W sezonie 2013/2014 FC Barcelona bez większych problemów wyeliminowała Manchester City w 1/8 finału Ligi Mistrzów, zwyciężając 2:0 i 2:1. Także tym razem zespół z Primera Division jest uważany za faworyta, chociaż w miniony weekend uległ u siebie Maladze 0:1, a The Citizens w świetnym stylu rozgromili 5:0 Newcastle United. Czy zatem Katalończycy ponownie zwyciężą na Etihad Stadium?
[ad=rectangle]
- Jeśli będziemy mieć dobry dzień, to może być dla nas fantastyczny wieczór. Wszyscy jesteśmy przygotowani i chcemy już wyjść na boisko. Nie boimy się Barcelony i mimo ubiegłorocznych porażek nie mamy powodów do zmartwień. Siłą naszego rywala jest posiadanie wybitnych jednostek. Barca nie sprawia, że cierpisz przez całe zawody i pod tym względem trudniej gra się ze Stoke City, ale może w ciągu kilku sekund rozstrzygnąć mecz. Dysponuje kilkoma zawodnikami, którzy w magiczny sposób mogą o wszystkim zadecydować - analizuje Vincent Kompany.
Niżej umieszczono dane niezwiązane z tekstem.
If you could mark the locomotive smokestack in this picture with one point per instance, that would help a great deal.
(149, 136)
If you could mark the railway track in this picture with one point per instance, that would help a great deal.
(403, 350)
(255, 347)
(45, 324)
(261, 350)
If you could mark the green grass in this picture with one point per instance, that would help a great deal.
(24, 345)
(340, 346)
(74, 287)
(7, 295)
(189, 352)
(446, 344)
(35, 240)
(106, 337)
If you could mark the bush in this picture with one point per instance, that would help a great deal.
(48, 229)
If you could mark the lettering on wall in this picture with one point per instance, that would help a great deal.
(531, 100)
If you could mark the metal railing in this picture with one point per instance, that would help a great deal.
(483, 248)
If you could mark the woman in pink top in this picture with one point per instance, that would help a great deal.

Manchester w 2012 i 2014 roku cieszył się z mistrzostwa Anglii, ale nie podbił jeszcze Champions League. - W ciągu ostatnich sześciu sezonów zespół bardzo się rozwinął i wciąż idzie naprzód. Jest tylko kwestią czasu, kiedy będziemy osiągać sukcesy w Lidze Mistrzów. Na pewno nie brakuje nam determinacji - dodaje Belg na łamach SkySports.
Frank Lampard pięciokrotnie rywalizował w fazie pucharowej LM z Barceloną jako zawodnik Chelsea Londyn. Bilans wypada na remis - dwa zwycięskie dwumecze i dwa przegrane. - Czasem potrzebne jest szczęście. Gdy reprezentowałem The Blues, zdarzało się, że fortuna nam sprzyjała, a bywało też tak, że zasługiwaliśmy na więcej. Wierzę, iż City ma wystarczająco dużą jakość, by pokonać każdego rywala. Jeśli zagramy nasz najlepszy futbol, będziemy mieć spore szanse na awans - przekonuje doświadczony pomocnik.